Rethinking Value and Output Matrices in Multi-Head Attention: A Low-Rank Decomposition Perspective
After noodling on this all day, I finally decided to let GPT turn it into a blog post for me so I could just publish it and let it go for the night! I’ll come back to refine it.
The Hidden Structure in $W_O$
When we write out Transformer attention, we usually express the final output projection as a single learned matrix, $W_O$. But if you take a closer look, you’ll notice that $W_O$ isn’t a single transformation—it’s actually the concatenation of independent per-head projections.
Standard attention maps input sequences to output embeddings like this:
- Project input $X$ into value space via $W^V_i$, for each head $i$:
\(V_i = X W^V_i\) - Apply attention scores $a_i$ to weight value vectors: \(O_i = a_i V_i W^O_i\)

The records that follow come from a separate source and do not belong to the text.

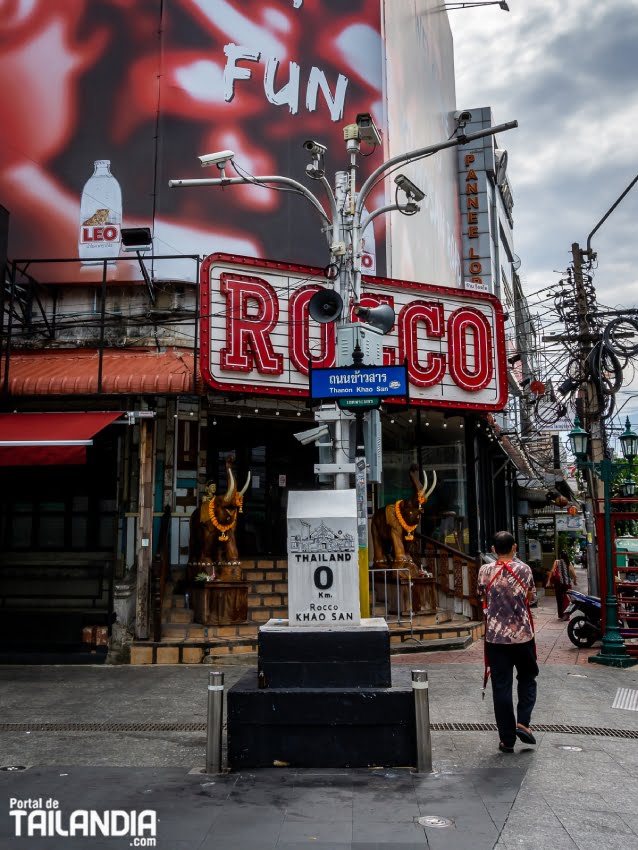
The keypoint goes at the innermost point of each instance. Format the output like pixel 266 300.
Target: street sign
pixel 360 382
pixel 358 403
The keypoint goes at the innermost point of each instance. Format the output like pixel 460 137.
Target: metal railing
pixel 393 591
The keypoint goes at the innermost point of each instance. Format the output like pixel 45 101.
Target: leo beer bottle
pixel 100 215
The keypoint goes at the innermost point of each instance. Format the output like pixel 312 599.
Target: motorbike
pixel 585 628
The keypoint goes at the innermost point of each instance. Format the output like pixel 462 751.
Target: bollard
pixel 214 726
pixel 422 715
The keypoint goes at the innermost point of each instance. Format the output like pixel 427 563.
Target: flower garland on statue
pixel 221 528
pixel 407 528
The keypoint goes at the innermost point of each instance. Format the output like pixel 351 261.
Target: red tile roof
pixel 75 372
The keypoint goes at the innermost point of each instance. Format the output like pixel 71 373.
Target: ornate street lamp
pixel 613 652
pixel 629 445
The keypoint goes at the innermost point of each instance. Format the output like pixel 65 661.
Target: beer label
pixel 99 233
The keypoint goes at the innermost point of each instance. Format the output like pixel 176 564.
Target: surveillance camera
pixel 368 130
pixel 220 158
pixel 315 148
pixel 413 192
pixel 314 434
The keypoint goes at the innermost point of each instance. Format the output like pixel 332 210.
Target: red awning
pixel 75 372
pixel 37 439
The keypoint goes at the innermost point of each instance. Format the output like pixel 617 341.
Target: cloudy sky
pixel 567 70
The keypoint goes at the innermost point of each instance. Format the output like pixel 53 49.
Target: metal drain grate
pixel 626 698
pixel 560 728
pixel 102 727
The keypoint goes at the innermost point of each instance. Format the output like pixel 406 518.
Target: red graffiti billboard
pixel 104 101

- Concatenate all heads and apply $W_O$: \(O = [O_1, O_2, ..., O_h] W_O\)
But here’s the key realization: each head has its own $W^O_i$, meaning $W_O$ is just the concatenation of per-head matrices: \(W_O = [W^O_1, W^O_2, ..., W^O_h]\)

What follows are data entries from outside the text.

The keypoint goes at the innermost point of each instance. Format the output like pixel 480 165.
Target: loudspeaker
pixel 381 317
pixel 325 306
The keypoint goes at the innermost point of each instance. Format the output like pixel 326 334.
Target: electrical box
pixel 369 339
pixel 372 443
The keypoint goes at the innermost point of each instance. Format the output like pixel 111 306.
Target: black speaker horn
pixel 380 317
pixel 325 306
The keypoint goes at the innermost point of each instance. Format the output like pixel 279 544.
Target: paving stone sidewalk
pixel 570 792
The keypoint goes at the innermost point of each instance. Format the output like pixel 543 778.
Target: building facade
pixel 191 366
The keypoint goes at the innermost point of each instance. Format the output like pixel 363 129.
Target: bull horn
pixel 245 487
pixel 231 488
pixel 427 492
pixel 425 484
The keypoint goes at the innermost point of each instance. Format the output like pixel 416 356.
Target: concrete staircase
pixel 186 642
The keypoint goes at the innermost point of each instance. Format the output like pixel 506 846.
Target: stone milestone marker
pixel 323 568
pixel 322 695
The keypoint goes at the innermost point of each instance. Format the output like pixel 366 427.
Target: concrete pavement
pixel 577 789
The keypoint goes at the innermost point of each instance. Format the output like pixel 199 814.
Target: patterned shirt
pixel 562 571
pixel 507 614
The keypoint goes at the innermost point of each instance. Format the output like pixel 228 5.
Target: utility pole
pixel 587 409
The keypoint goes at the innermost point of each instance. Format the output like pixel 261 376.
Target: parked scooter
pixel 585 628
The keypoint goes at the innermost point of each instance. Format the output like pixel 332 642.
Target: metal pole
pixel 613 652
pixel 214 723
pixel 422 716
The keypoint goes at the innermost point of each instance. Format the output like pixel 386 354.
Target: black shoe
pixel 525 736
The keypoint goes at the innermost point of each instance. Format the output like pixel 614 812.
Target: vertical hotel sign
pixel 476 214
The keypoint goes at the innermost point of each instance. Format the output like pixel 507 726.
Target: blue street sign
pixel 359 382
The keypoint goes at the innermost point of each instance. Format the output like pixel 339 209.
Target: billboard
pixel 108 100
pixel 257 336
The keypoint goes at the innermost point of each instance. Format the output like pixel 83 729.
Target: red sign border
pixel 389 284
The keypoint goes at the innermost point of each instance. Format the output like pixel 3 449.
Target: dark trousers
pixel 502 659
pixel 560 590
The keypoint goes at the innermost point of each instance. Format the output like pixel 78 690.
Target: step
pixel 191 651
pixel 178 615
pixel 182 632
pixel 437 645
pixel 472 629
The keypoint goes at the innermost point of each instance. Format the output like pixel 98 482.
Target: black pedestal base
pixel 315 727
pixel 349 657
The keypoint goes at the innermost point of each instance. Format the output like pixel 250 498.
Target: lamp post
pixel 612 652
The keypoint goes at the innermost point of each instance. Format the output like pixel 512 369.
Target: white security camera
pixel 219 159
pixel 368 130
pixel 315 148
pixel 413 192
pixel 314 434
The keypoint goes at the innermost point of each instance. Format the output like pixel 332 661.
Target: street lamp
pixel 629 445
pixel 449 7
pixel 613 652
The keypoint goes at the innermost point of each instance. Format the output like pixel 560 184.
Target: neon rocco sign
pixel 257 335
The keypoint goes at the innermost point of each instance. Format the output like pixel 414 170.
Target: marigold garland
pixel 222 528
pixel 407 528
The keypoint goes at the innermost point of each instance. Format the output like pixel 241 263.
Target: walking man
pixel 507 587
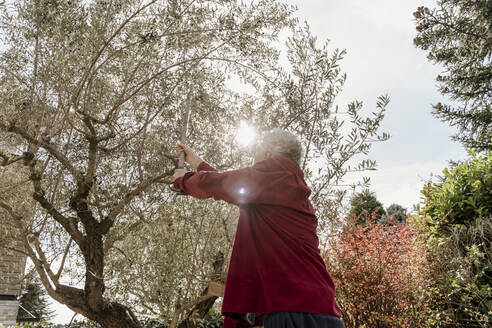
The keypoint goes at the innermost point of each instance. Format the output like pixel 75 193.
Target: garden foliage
pixel 377 270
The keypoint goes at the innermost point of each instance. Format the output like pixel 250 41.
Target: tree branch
pixel 50 148
pixel 106 224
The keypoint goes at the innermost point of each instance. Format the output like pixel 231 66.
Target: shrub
pixel 377 270
pixel 456 216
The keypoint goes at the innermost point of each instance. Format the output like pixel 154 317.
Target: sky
pixel 381 59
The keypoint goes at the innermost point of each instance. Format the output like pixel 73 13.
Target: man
pixel 276 275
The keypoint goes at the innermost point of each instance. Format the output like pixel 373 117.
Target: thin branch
pixel 62 265
pixel 98 55
pixel 50 148
pixel 109 220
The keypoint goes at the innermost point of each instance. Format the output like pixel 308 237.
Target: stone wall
pixel 12 266
pixel 8 312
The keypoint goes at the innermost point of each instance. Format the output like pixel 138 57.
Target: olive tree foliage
pixel 91 96
pixel 166 262
pixel 337 138
pixel 457 34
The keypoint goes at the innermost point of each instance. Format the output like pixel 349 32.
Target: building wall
pixel 12 266
pixel 8 312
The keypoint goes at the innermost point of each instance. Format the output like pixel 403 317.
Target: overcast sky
pixel 381 59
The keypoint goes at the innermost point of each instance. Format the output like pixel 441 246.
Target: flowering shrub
pixel 377 272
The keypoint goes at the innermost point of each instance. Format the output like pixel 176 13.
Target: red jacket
pixel 275 263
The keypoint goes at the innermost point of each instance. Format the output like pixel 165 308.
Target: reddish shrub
pixel 378 273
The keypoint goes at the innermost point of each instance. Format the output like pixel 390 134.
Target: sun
pixel 245 134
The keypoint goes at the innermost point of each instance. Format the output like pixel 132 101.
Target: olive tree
pixel 167 262
pixel 90 97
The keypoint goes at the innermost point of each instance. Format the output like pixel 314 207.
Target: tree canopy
pixel 457 34
pixel 91 98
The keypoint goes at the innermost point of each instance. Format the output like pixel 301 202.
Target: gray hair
pixel 281 142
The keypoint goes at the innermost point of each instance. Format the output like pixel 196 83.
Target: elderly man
pixel 276 275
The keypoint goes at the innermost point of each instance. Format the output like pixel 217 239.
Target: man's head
pixel 279 142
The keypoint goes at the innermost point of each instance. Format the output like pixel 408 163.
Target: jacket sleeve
pixel 238 187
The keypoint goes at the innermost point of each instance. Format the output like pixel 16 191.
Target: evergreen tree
pixel 457 34
pixel 397 213
pixel 34 302
pixel 364 204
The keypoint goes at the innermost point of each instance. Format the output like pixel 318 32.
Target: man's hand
pixel 178 173
pixel 190 157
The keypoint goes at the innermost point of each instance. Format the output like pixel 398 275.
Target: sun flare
pixel 245 134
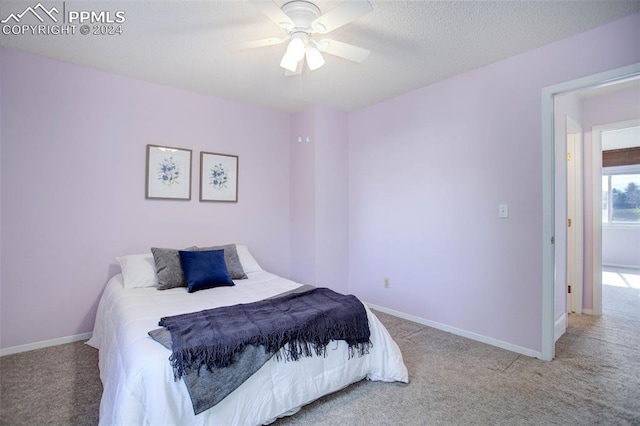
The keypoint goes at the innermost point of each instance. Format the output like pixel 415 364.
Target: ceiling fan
pixel 303 23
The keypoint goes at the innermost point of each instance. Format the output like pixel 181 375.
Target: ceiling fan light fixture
pixel 314 58
pixel 296 46
pixel 289 62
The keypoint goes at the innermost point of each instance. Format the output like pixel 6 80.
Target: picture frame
pixel 219 177
pixel 168 173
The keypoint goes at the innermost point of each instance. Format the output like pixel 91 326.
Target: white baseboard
pixel 615 265
pixel 560 326
pixel 460 332
pixel 44 344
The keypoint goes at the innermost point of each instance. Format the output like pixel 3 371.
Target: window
pixel 621 195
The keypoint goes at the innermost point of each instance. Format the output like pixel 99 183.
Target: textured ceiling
pixel 412 43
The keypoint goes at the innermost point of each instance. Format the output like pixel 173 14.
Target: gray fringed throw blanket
pixel 302 323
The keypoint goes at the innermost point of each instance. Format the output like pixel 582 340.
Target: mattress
pixel 138 381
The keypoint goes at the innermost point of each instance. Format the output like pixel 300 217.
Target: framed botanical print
pixel 218 177
pixel 168 173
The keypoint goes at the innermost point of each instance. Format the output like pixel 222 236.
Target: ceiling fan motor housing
pixel 302 13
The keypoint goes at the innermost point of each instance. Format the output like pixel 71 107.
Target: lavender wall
pixel 332 198
pixel 319 198
pixel 73 172
pixel 427 171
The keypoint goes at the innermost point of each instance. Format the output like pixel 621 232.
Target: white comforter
pixel 139 388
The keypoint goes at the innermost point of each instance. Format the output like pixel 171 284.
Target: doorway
pixel 601 208
pixel 550 209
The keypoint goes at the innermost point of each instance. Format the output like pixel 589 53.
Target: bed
pixel 138 380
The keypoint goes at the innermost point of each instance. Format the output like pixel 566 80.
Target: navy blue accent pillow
pixel 204 269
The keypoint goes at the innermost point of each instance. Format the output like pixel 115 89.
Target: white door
pixel 574 217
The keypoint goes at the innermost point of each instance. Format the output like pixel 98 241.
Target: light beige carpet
pixel 594 380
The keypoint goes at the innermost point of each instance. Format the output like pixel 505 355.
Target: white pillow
pixel 138 270
pixel 249 264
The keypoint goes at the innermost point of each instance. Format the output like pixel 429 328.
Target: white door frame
pixel 548 193
pixel 596 167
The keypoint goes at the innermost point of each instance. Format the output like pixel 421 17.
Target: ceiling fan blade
pixel 244 45
pixel 343 50
pixel 274 13
pixel 341 15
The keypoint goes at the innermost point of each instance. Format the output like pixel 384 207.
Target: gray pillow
pixel 230 258
pixel 169 267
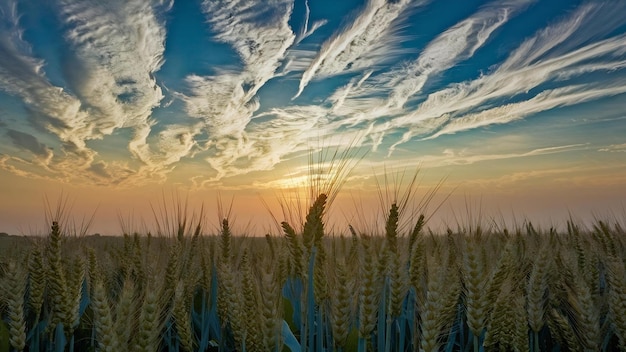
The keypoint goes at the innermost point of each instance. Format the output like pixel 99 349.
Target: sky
pixel 124 109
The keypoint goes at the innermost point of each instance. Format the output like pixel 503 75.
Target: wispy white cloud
pixel 386 94
pixel 363 43
pixel 456 44
pixel 260 34
pixel 305 31
pixel 453 106
pixel 543 101
pixel 118 47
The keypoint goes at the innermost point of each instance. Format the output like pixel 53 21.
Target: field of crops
pixel 472 289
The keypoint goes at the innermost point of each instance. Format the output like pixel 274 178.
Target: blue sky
pixel 234 94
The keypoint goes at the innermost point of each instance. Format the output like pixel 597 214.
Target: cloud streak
pixel 361 44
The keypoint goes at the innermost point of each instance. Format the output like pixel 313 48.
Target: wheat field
pixel 469 289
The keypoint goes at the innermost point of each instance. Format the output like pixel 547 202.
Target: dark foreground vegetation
pixel 470 289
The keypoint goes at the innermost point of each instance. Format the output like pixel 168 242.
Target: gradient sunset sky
pixel 520 106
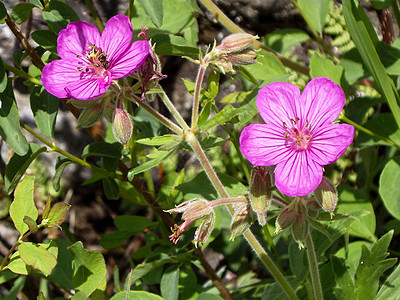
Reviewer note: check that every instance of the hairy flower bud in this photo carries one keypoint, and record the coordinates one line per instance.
(300, 229)
(327, 195)
(241, 219)
(122, 125)
(204, 230)
(259, 193)
(285, 219)
(236, 42)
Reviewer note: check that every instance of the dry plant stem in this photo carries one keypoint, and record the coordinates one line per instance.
(313, 264)
(251, 239)
(196, 97)
(166, 218)
(232, 27)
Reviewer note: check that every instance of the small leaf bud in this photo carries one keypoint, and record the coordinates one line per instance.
(327, 195)
(241, 219)
(122, 125)
(259, 193)
(204, 230)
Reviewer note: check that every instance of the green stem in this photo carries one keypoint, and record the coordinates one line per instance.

That means we can stop thinking of $W_O$ as a monolithic matrix and instead focus on its individual per-head components.
A New Perspective: The Emergence of $W_M$
If we take this further, we can see that the value projection $W^V_i$ and output projection $W^O_i$ for each head can be collapsed into a single transformation:
\[W^M_i = W^V_i W^O_i\]This means that rather than thinking in terms of separate “value” and “output” projections, we can think of each head as applying a low-rank transformation to the input, where:
- $W^V_i$ compresses the input ($d_{model} \to d_v$)
- $W^O_i$ re-expands it ($d_v \to d_{model}$)
- The product, $W^M_i$, directly maps $d_{model} \to d_{model}$, but with rank at most $d_v$
This formulation is important because it makes explicit something that was already happening implicitly: each head’s transformation is rank-limited by $d_v$, even though it operates in model space.
Reformulating Multi-Head Attention (Without Concatenation!)
Using this decomposition, we can rewrite multi-head attention without concatenation:
- Compute modifier vectors per head: \(M_i = X W^M_i\)
- Apply attention scores to get the final modification: \(m^f_i = a_i M_i\)
- Sum all heads to get the final output: \(O = \sum_{i=1}^{h} m^f_i\)
Or in code:
# Instead of concatenating across heads:
M_i = X @ W_V[i] @ W_O[i] # No need to stack or reshape
m_f_i = attention_scores[i] @ M_i # Directly operates in model space
output = sum(m_f_i) # Final sum replaces concatenation
This is mathematically equivalent to standard attention but removes the need for concatenation—it directly models each head’s contribution in full model space.
Why This Matters
This view has several implications:
- No need for a final projection step: Each head already contributes directly to $d_{model}$, so there’s no need for concatenation.
- Explicit rank constraints: Each head is inherently limited to rank $d_v$, which could inform future modifications like dynamic rank selection or alternative factorization techniques.
- A different way to think about head diversity: Instead of each head contributing an independent vector slice, each head contributes an independent rank-limited transformation.
Final Thought
This reframing doesn’t change how Transformers are implemented, but it changes how we think about them. Instead of seeing multi-head attention as a concatenation process, we can see it as a sum of independent low-rank modifications.
Maybe the next step is asking: what happens if we structure or regularize $W^M_i$ differently? Would enforcing sparsity or alternative decompositions lead to better architectures? There’s a lot to explore here.